Die Sozialverträglichkeit dieser Kinderaufzuchtsweise konnte man neulich im Technorama geradezu modellhaft studieren: Das Haus war gut besucht und die Kinder fanden naturgemäss die gleichen Experimente am spannendsten. Etwa den Pendel, der ein Kreis- oder Kurvenmuster zeichnet, je nachdem wie man ihn anstösst. Brav stellten sich die Kinder auf Geheiss ihrer Eltern in die Schlange, warteten, bis sie an der Reihe waren, stiessen das Pendel an und traten mit der Zeichnung wieder ab.
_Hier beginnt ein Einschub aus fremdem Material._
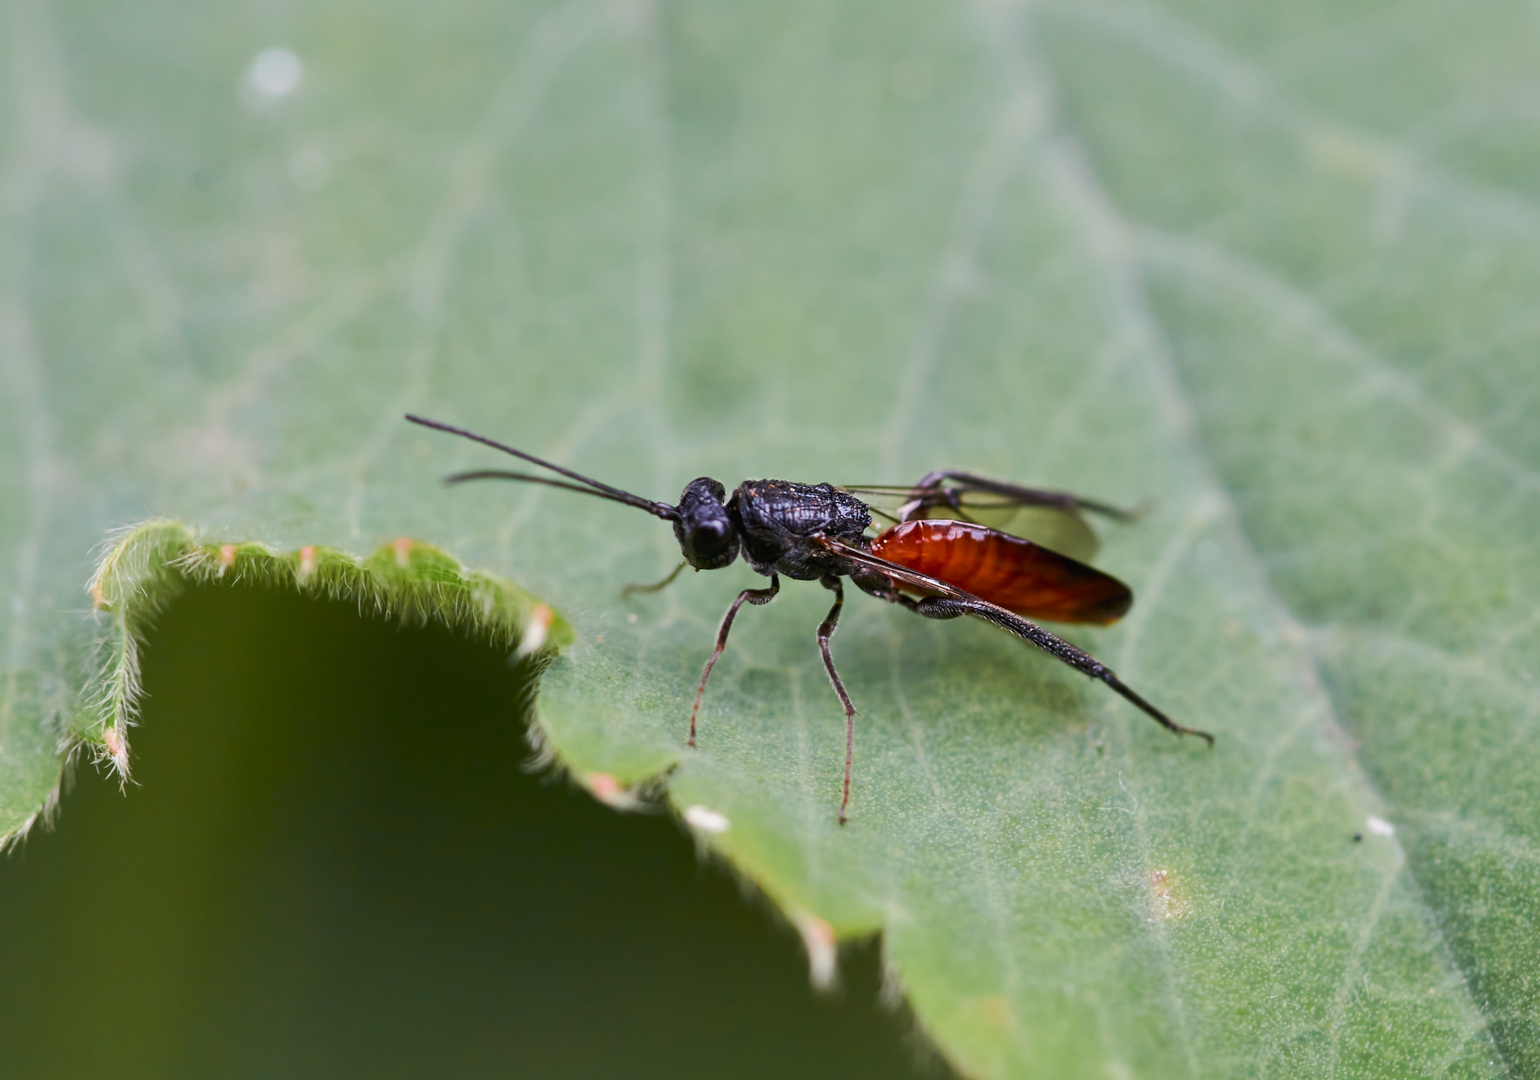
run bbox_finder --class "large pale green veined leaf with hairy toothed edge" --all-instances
[0,0,1540,1077]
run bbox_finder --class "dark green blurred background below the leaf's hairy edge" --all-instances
[0,589,942,1078]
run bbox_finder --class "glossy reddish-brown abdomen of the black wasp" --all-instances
[872,519,1133,624]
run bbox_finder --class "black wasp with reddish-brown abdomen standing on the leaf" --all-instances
[407,414,1214,824]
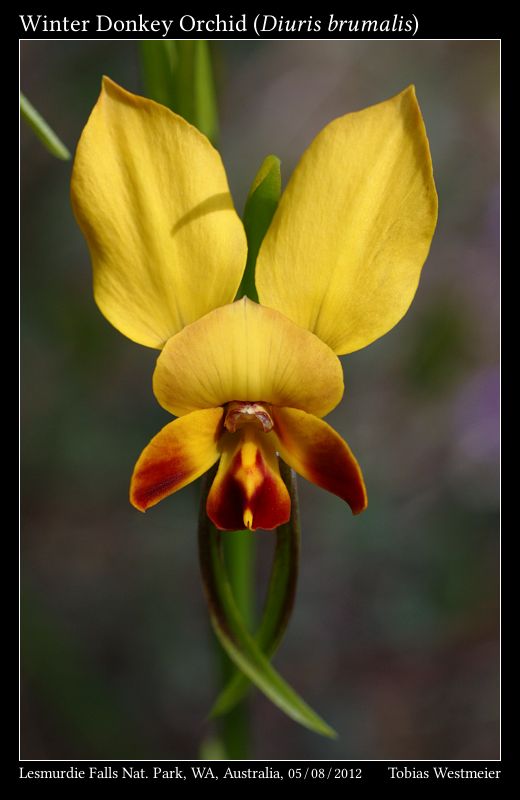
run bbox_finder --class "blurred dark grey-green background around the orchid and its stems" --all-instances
[21,41,499,759]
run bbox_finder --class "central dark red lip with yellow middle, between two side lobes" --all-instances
[206,425,291,531]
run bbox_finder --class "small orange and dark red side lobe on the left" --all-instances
[130,408,224,511]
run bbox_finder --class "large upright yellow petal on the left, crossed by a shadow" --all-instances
[72,78,247,347]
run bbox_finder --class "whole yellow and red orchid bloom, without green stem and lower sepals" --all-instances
[72,78,437,530]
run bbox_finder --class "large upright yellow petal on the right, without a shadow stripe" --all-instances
[256,86,437,354]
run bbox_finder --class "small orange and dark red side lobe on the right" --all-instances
[271,407,367,514]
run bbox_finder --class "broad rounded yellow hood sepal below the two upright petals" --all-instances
[153,298,343,417]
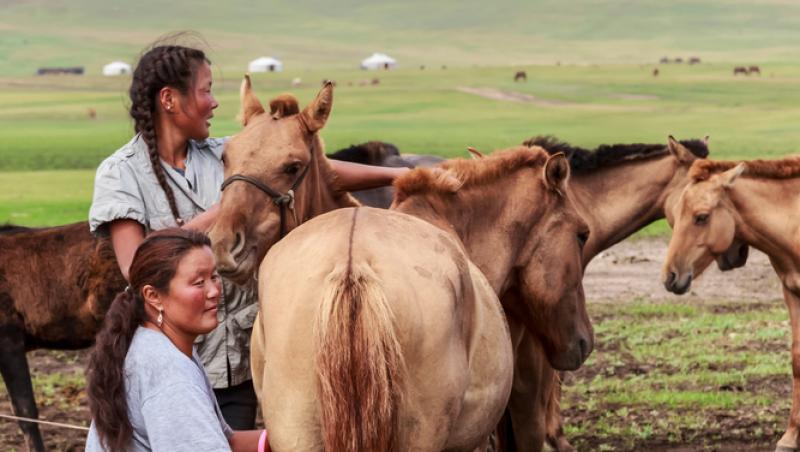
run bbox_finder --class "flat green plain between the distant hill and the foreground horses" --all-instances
[0,63,800,228]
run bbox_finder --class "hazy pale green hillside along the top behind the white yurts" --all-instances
[0,0,800,77]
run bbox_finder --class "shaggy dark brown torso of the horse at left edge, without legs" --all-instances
[0,222,124,349]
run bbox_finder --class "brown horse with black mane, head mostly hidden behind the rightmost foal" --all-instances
[510,132,748,451]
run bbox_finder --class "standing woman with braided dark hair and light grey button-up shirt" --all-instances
[89,45,406,430]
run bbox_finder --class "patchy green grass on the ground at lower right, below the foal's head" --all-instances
[562,300,791,450]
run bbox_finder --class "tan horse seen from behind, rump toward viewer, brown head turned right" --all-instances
[253,148,591,450]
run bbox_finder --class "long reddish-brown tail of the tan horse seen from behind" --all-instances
[314,263,404,452]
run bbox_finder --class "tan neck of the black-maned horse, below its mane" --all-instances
[569,154,678,264]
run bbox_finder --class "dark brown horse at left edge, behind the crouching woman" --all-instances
[0,222,125,451]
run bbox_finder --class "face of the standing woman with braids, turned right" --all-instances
[175,61,219,140]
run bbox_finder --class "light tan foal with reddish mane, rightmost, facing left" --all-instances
[663,157,800,452]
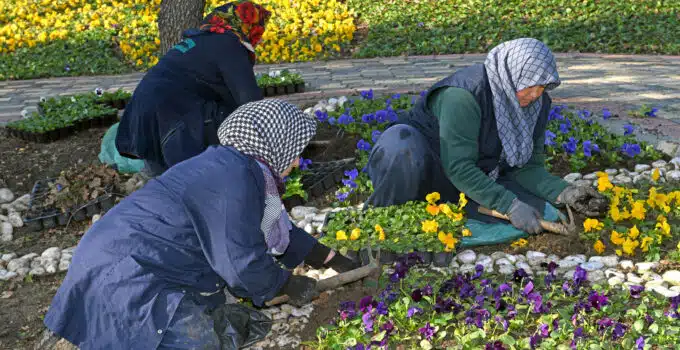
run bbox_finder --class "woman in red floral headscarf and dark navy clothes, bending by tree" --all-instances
[116,1,271,177]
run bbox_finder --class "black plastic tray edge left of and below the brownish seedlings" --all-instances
[24,179,116,231]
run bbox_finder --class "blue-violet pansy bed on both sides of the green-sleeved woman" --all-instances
[314,90,667,203]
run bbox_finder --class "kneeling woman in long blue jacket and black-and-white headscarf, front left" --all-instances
[45,100,355,349]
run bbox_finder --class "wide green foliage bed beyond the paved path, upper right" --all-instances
[348,0,680,57]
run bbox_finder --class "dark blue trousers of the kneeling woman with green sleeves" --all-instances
[366,124,546,224]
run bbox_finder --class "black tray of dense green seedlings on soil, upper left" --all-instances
[7,93,118,143]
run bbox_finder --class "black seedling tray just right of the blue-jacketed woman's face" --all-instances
[282,158,354,210]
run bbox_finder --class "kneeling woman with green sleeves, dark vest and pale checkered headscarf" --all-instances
[367,38,606,244]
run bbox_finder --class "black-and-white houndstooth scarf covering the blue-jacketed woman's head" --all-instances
[217,99,316,175]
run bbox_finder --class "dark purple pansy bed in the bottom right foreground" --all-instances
[310,255,680,350]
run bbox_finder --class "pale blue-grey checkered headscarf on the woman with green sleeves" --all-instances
[484,38,560,172]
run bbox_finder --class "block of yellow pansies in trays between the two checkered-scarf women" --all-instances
[320,192,471,266]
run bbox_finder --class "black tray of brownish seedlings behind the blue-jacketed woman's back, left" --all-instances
[24,165,119,231]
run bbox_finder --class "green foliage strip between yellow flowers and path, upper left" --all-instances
[0,31,132,81]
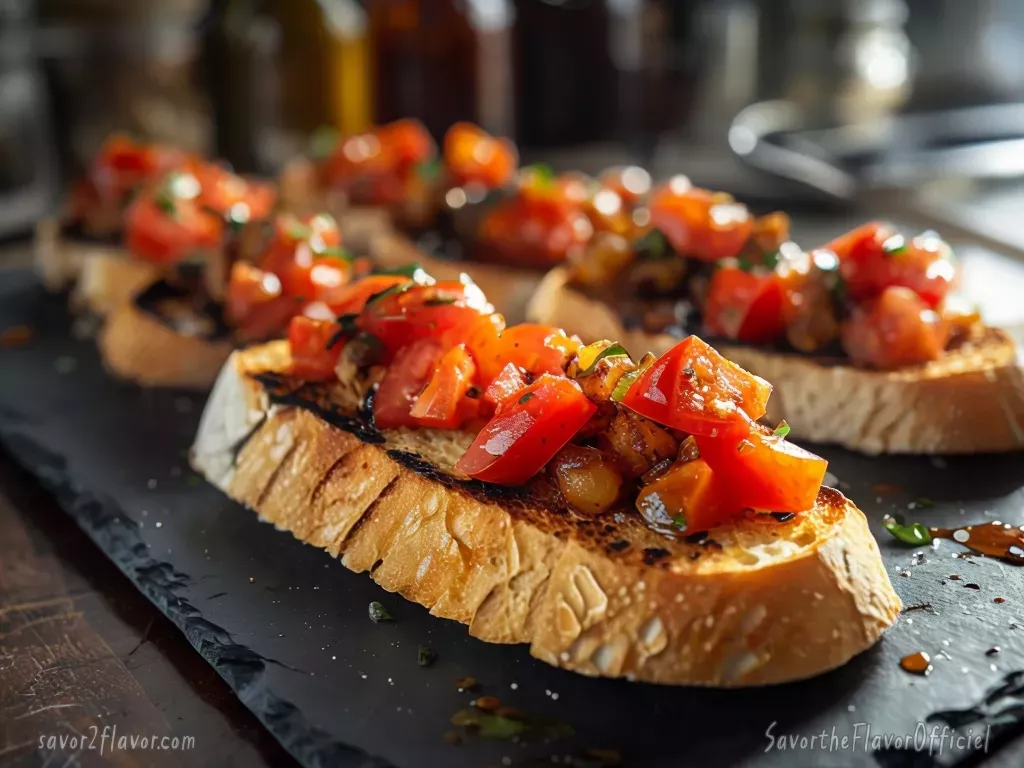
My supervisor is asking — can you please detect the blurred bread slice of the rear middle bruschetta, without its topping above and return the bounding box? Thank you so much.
[370,231,544,324]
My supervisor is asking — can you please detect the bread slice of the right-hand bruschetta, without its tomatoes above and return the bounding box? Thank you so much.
[527,268,1024,454]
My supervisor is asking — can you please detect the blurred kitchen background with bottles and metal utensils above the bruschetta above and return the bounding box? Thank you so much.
[6,0,1024,325]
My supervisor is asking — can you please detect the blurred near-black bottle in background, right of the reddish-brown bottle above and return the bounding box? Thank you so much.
[513,0,617,146]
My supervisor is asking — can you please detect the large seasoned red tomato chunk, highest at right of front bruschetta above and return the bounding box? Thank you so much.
[622,336,771,435]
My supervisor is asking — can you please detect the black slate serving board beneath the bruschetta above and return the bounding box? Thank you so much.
[0,271,1024,768]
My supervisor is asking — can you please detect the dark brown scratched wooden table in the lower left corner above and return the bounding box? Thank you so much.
[0,454,294,768]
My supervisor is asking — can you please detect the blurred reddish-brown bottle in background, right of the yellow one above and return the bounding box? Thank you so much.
[369,0,512,138]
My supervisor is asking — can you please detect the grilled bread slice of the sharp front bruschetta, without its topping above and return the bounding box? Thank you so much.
[191,342,900,686]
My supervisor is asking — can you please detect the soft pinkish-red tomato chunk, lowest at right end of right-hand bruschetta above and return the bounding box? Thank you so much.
[842,287,949,369]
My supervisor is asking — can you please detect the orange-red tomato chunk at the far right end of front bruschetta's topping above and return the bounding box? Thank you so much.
[696,422,828,512]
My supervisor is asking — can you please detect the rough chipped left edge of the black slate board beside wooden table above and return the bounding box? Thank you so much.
[0,423,396,768]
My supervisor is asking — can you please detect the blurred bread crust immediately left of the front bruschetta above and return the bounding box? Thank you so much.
[97,302,233,389]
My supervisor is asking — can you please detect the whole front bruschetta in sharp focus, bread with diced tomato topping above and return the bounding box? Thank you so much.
[191,273,900,686]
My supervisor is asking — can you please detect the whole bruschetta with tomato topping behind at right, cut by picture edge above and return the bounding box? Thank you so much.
[526,190,1024,454]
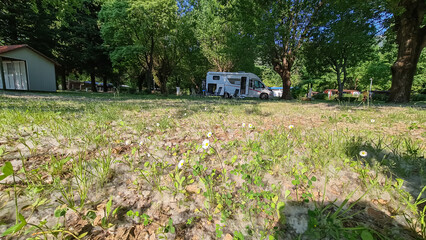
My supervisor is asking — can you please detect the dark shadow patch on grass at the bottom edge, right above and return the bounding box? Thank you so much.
[274,200,423,240]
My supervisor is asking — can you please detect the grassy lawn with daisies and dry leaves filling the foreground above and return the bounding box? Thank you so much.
[0,92,426,240]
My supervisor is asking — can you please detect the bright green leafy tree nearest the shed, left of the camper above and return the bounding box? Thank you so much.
[99,0,177,93]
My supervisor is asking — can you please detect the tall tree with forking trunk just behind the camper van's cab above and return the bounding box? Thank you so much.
[250,0,323,100]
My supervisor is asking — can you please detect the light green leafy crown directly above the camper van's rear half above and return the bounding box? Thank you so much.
[195,0,255,72]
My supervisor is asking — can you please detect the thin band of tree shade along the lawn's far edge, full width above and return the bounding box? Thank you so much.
[0,90,426,113]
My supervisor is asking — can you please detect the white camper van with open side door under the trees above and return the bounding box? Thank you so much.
[206,72,273,99]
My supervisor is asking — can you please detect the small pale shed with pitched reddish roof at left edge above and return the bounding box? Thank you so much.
[0,44,59,92]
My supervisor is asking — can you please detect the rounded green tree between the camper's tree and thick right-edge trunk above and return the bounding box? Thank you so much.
[304,0,376,99]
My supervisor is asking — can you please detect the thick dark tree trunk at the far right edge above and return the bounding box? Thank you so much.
[388,0,426,103]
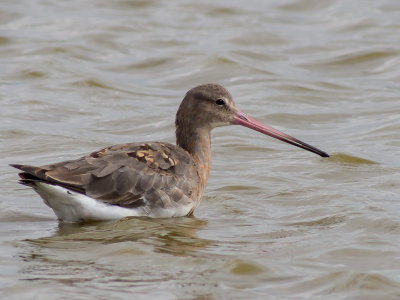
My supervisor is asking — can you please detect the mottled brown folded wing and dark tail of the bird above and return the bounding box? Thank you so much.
[12,143,199,208]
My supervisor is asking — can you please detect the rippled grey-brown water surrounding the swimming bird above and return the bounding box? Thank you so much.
[0,0,400,299]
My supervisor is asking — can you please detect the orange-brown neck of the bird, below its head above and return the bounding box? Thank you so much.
[176,124,211,186]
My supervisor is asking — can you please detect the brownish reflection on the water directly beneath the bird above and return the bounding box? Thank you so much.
[27,217,214,255]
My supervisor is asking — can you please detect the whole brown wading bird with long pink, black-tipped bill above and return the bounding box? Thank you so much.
[12,84,328,222]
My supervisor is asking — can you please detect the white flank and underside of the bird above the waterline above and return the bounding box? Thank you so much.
[34,182,193,222]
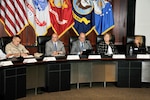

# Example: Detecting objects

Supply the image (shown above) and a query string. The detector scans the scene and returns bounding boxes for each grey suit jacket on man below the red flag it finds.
[45,40,66,56]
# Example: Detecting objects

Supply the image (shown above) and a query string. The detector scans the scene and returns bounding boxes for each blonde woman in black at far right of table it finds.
[127,36,146,54]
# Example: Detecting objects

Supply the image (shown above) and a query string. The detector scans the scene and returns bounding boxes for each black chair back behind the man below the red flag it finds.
[37,36,51,53]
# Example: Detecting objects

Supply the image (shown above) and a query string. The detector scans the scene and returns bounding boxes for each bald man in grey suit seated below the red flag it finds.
[45,33,66,56]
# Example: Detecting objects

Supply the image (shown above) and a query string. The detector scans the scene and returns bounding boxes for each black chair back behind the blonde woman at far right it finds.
[126,35,146,46]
Es ging lebhaft, aber ganz gesittet zu und her. Bis das blonde Mädchen auf der Bildfläche erschien.

«Ich will auch!», sagte die ungefähr Fünfjährige und drängte sich zum Pendel vor. Ihre Mama flötete: «Schau, da hats eine lange Schlange, das machen wir später.» «Nein, jetzt», antwortete das Mädchen und schubste den dreijährigen Jungen, der gerade das Pendel anstossen wollte, weg. Der Junge weinte. Die Mädchenmama sagte: «Du musst den Jungen fragen, ob es ihm recht ist, wenn du zuerst pendelst.» Das Mädchen jedoch war sich gewohnt, dass allen alles recht war, was es tat. Es kümmerte sich nicht um den Jungen, um die Mama, um die lange Kinderschlange und stiess das Pendel an. Zweimal. Dreimal. Die Mama lobte: «Schön machst du das, nun kommt aber das nächste Kind an die Reihe, gell?» Das Mädchen schüttelte den Kopf.

Da stellte sich die Jungenmama vor das Mädchen und sagte: «Doch, jetzt ist er dran!» Ungerührt stiess das Mädchen das Pendel nochmals mit aller Kraft an. Der Junge brach erneut in Tränen aus, was die Mädchenmama veranlasste, ihn zu trösten: «Du möchtest doch auch einmal, gell. Aber das hat sie nicht absichtlich getan. Sie ist eben anspruchsvoll und nie mit dem ersten Anlauf zufrieden.»

Ja, liebe Leserschaft, so klingen Eltern, die vom eigenen Nachwuchs regiert werden. Und falls Ihnen die Sprachregelung der Unterdrückten noch nicht geläufig ist, hier eine Übersetzungshilfe für die wichtigsten Interaktionen an öffentlichen Orten: «Mein Kind ist halt anspruchsvoll» meint nichts anderes, als dass es egozentrisch ist und nicht gehorcht. Glauben Eltern, ihr Sohn oder die Tochter habe besondere Bedürfnisse, braucht der Nachwuchs wahrscheinlich stets eine Extrawurst und reagiert erst, wenn er von der Lehrerin vor die Tür gestellt wird. Und wenn solche Eltern die besondere Kreativität ihrer Kinder loben, dann spielen diese gern Tsunami in fremden Kinderzimmern und grundsätzlich nur nach den eigenen Regeln.